The Institution of Engineering and Technology (IET) Prize Award Evening will take place at the University’s iconic Engineering and Computing Building from 6pm to 9pm on Tuesday 18 March.
Co-sponsored by Coventry University and a specialist IET network – the Midlands Power Group – the competition, which takes place in Coventry for the third year running, is open to engineering students at universities across the Midlands region.
The fiercely contested event, which the Lord Mayor of Coventry will be attending, includes entries from the Coventry, Aston, Birmingham, Staffordshire, Warwick universities as well as the Open University.
A panel of professional experts will assess the student submissions and reward those which offer creative, workable solutions to contemporary engineering challenges. Prizes will be awarded in categories ranging from sustainability and the environment through to communications and transport.
The IET competition encourage students to apply their engineering skills for the wider benefit of society and amongst the innovative prototypes on show at last year’s competition was a computer controlled teddy bear. With an integrated touch screen, microphone, speakers and pressure sensors, the teddy bear was designed to help children with special learning needs.
This year’s contest promises similarly exciting concepts including a technologically advanced armband that analyses the nervous system.

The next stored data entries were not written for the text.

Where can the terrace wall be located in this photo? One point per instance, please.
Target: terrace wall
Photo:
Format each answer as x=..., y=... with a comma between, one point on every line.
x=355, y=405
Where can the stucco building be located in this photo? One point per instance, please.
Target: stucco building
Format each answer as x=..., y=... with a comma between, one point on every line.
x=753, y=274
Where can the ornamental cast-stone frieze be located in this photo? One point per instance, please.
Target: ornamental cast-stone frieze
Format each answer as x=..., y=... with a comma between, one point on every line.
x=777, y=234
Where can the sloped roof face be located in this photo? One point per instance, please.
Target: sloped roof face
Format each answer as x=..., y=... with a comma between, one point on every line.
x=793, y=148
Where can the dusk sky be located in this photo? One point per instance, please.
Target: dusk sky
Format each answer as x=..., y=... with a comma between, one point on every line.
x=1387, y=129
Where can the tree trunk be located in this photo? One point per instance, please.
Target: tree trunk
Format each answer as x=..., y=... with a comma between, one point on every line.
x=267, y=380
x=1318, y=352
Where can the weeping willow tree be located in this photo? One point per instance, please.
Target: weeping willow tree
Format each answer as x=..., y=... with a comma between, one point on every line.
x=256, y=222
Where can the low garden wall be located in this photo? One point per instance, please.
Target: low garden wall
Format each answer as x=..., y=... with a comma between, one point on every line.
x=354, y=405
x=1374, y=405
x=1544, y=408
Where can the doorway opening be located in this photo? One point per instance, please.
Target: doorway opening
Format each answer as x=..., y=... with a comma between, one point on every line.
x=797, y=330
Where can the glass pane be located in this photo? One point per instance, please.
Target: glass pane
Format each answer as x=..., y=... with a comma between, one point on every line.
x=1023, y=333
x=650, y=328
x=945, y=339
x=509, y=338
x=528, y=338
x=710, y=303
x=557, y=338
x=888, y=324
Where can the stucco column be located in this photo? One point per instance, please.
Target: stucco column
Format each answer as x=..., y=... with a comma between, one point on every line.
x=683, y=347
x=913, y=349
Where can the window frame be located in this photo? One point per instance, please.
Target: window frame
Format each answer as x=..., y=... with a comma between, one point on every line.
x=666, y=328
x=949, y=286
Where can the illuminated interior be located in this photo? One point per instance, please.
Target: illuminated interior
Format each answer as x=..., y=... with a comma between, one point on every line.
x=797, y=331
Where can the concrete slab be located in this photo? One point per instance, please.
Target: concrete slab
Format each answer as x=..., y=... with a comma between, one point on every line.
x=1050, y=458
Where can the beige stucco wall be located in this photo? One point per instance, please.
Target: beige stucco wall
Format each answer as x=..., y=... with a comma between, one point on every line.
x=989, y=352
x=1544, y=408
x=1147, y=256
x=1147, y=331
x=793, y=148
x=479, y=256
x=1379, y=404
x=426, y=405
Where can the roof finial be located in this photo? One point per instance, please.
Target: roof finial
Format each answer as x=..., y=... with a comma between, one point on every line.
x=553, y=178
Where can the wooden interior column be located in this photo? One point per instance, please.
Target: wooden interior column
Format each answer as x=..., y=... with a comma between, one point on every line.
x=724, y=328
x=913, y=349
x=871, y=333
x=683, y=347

The movement aiding and rehabilitation controller (MARC) is a sensory tool which monitors nerve signals from the lower arm in order to model hand movements.
The applications of wearable intelligent sensors like the MARC are huge and cover a spectrum of uses, from physiotherapy and rehabilitation through to remote robotic control and recreational environments, particularly in the world of computer gaming.
Sustainable and miniature scale engineering techniques will also feature with an adaptive system which utilises solar energy harvesting techniques for micro-power electronics and an insect robot that physically interacts with its surroundings amongst the other projects on show.